And if Allen thought he caught a break coming home to play at the end of ’63, north of the Mason-Dixon Line in his native Commonwealth of Pennsylvania, he heard wrong. The Phillies were the last team in the National League to integrate, in 1957, and only fielded a smattering of players of color with no standouts in the intervening years until Allen’s promotion. Even in Philadelphia, with a large Black population, the majority of the fans were drawn from the city’s White ethnic groups with their built-in prejudices. Any Black player who strayed from a carefully trodden narrow path of behavior would hear from the fans.

Phil’s’ groundbreaker a tough role

Allen had good timing coming up to establish himself as an instant star. But on the coin flip, he was tied to the Phillies’ unprecedented collapse that melted away a 6½-game first-place lead in the final 12 games of the 1964 season. Whatever positive vibes the fans felt the bulk of that season were demolished, and a negative neurosis set in for 15 years to come. It was said Phillies fans would boo their grandmothers. Maybe not, but they directed the catcalls at Allen – for his ties with ’64, for getting into a fight with veteran first baseman Frank Thomas, for missing games with what were perceived as questionable injuries. By his final season at Connie Mack Stadium in 1969, Allen wore a batting helmet to play first base while drawing the word “Boo,” among other one-word messages, with his feet on the infield dirt near the bag.

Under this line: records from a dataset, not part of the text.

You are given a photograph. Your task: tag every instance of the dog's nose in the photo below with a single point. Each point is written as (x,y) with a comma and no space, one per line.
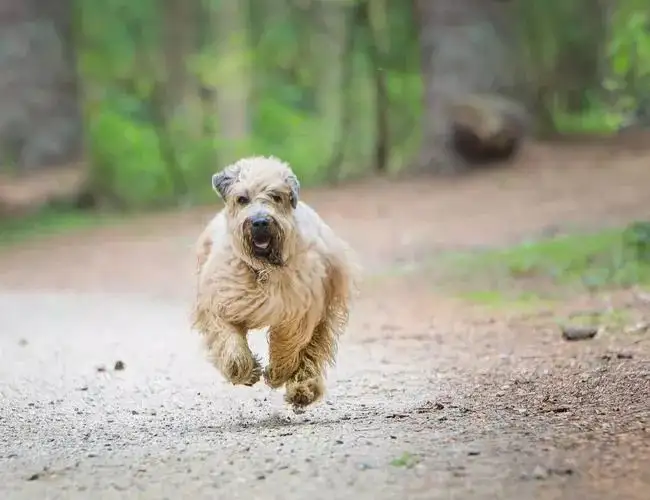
(260,222)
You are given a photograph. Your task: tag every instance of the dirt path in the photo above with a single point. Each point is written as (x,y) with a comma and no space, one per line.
(430,399)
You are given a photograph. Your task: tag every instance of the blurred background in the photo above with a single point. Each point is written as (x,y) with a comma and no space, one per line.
(132,105)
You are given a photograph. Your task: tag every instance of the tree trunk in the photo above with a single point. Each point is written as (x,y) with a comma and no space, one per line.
(330,42)
(180,42)
(40,117)
(466,48)
(231,84)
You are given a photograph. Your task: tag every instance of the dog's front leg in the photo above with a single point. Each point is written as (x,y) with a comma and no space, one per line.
(285,346)
(307,385)
(228,349)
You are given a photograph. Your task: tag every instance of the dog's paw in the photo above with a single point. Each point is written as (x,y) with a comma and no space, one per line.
(274,378)
(304,392)
(243,370)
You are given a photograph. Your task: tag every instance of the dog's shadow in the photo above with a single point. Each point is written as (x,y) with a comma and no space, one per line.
(283,423)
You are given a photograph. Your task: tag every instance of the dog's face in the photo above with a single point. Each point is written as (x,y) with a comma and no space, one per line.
(260,195)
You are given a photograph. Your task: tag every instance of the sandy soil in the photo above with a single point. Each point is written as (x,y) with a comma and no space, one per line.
(105,392)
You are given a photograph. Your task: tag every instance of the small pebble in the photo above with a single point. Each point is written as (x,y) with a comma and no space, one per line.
(540,473)
(572,333)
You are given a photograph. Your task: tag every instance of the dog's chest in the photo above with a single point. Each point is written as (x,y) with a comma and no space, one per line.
(282,296)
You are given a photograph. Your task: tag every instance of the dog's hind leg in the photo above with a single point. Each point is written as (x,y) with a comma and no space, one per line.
(307,385)
(228,350)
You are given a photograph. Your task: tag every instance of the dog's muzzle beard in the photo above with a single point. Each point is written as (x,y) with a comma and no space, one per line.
(263,239)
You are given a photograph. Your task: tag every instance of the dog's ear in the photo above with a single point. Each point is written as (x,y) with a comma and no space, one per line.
(222,181)
(294,186)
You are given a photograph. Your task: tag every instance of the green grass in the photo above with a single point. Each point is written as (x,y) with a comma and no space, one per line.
(496,299)
(406,460)
(48,223)
(535,270)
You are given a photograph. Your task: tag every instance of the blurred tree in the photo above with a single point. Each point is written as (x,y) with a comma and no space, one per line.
(40,119)
(466,48)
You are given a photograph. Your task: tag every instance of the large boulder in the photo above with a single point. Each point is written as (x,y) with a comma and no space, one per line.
(486,127)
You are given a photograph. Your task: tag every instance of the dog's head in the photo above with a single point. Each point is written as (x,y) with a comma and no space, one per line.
(260,195)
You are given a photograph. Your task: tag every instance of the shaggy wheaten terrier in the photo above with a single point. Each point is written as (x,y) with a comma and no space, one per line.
(268,260)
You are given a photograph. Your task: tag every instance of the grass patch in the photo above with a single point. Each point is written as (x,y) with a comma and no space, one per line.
(496,299)
(537,270)
(48,223)
(615,319)
(406,460)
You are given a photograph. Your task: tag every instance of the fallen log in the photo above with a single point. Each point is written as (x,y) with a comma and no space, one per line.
(487,127)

“It is hard to imagine a more polarizing figure in Philadelphia sports history than Dick Allen,” wrote Mitchell Nathanson in a 2013 article in the Society for American Baseball Research’s (SABR) newsletter.

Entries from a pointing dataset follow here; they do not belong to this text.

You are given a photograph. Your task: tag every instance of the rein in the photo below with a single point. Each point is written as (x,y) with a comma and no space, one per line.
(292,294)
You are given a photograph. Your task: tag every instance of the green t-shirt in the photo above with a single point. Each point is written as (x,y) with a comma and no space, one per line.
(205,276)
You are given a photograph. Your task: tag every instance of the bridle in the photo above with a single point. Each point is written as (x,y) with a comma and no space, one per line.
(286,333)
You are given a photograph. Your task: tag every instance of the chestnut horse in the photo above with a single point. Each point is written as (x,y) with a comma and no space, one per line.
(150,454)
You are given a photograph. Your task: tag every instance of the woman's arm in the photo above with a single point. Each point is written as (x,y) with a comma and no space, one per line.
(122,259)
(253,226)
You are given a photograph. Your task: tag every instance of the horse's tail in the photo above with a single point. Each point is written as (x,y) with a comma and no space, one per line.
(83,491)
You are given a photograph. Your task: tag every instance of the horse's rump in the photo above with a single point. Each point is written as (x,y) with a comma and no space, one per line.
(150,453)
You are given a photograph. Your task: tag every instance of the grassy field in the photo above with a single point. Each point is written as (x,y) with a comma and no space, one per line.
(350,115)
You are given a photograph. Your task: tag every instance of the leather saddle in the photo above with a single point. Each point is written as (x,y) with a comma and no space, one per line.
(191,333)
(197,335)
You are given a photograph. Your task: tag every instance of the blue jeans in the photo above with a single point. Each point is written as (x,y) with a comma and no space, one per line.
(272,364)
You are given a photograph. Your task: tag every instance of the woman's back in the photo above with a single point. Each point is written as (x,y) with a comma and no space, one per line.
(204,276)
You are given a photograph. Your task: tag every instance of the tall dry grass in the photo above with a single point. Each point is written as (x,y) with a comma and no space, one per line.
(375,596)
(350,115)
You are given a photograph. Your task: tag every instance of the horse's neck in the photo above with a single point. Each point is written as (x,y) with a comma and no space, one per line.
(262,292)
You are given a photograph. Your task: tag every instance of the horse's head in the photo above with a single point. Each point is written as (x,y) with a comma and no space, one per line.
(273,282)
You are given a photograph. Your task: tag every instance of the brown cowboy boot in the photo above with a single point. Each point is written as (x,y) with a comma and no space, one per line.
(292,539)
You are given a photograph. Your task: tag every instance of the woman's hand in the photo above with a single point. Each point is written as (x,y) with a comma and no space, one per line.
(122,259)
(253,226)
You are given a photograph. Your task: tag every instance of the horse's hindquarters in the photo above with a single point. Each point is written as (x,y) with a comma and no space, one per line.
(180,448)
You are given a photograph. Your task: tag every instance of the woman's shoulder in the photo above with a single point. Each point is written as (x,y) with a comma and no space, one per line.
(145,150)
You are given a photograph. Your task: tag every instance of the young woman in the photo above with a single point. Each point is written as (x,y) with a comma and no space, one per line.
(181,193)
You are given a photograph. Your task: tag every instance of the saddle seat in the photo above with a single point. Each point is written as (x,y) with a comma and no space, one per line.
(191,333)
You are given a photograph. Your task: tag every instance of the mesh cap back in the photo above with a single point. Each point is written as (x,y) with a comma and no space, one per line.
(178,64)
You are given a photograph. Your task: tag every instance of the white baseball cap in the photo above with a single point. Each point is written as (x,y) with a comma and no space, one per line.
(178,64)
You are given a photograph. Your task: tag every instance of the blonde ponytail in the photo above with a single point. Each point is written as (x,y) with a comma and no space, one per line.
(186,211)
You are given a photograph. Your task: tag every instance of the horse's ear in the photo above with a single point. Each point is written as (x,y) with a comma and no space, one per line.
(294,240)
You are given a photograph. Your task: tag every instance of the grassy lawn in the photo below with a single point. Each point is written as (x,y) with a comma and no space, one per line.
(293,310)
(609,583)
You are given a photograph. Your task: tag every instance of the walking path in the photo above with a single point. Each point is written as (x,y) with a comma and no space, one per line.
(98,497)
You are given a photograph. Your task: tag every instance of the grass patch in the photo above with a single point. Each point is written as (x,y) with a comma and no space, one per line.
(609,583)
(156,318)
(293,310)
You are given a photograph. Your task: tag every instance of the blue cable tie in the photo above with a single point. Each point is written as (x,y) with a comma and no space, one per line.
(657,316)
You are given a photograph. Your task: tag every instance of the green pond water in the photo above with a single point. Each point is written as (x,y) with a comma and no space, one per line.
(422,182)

His bad Philadelphia experiences would follow him the rest of his career, and well beyond. So that’s why the honors of 2012 and 2020, along with the campaign by backers for the Hall of Fame, were a more well-deserved sense of redemption than for those players tied to performance-enhancing drugs who desired a return to the game.

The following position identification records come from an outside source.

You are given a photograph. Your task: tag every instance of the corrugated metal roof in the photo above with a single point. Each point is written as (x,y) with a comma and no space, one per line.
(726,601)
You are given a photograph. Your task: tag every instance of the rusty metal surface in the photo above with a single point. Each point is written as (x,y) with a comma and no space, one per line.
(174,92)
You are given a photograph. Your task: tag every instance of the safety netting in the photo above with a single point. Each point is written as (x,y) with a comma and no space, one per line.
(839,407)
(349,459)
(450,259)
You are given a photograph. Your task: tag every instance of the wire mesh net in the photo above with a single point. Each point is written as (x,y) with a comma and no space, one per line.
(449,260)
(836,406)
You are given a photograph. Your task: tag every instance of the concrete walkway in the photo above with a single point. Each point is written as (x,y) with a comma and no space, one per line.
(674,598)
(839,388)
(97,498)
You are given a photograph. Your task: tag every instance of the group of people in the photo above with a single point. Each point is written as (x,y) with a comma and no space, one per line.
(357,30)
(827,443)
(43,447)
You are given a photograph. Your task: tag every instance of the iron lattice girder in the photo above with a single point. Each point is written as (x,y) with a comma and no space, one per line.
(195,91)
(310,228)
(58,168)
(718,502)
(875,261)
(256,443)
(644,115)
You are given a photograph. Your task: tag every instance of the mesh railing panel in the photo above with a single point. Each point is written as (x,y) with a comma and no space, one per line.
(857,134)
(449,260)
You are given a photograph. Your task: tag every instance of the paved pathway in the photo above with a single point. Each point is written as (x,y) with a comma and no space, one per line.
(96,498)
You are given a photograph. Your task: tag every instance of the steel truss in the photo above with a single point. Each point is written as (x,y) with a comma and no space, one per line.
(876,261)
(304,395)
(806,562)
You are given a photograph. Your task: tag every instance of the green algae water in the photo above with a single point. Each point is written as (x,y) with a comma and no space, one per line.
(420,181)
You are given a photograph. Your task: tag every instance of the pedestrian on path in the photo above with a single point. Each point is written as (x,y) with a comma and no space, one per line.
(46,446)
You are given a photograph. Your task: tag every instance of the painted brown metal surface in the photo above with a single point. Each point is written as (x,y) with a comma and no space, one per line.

The Allen story began when he was born March 8, 1942 in Wampum, in the western Pennsylvania small-city mill environment in which athletics was a main ticket out of the blue-collar existence. The likes of Mike Ditka and Joe Namath came from the same roots. Allen was one of nine children raised by the industrious Eza Allen. She called him “Dickie.” Older brothers Ron and Hank joined the multi-sport young Allen on a strong Wampum High basketball team. Dick Allen led Wampum to a state title in 1960. But baseball was the only assured money-maker for a talented athlete at the time, so he signed with the Phillies.

Allen was productive throughout his first three-minor league seasons. But in 1963, the Phillies re-located their Triple-A club to Little Rock, site of a massive 1957 confrontation to integrate Central High School. President Dwight D. Eisenhower dispatched the U.S. Army’s famed 101st Airborne division to protect nine incoming Black students, then went on national TV to explain his actions. Gov. Orval Faubus, the heavy in the ’57 incident, attended the ’63 Arkansas Travelers opener, expressing an unfavorable opinion of the new integrated team in town.

Assigned to the Travelers, Allen experienced a Jim Crow radical change compared to his Wampum roots. At least he had an affable roommate – future Hall of Famer Fergie Jenkins. The taunts and threats prompted the sensitive Allen to consider quitting in the manner that Billy Williams walked off the Double-A San Antonio team in response to virulent racism back in 1959. But in a pattern that would mark his career, the negatives were partially bashed by Allen’s bat. Allen led the International League with 33 homers and 97 RBIs, earning the team’s MVP from the same fans who had made his life miserable.

Promoted to the Phillies near season’s end, Allen became centerpiece of a budding National League contender for fourth-year manager Gene Mauch – then seen as one of the bright young minds in the game. Mauch placed Allen at third base, a position he had never played, for the 1964 season. He’d go on to make 41 errors, drawing the ire of the Philly boobirds. But the fielding miscues did not affect his hitting. Allen went on to a 29-homer, 91-RBI, .318 season that earned him NL Rookie of the Year honors.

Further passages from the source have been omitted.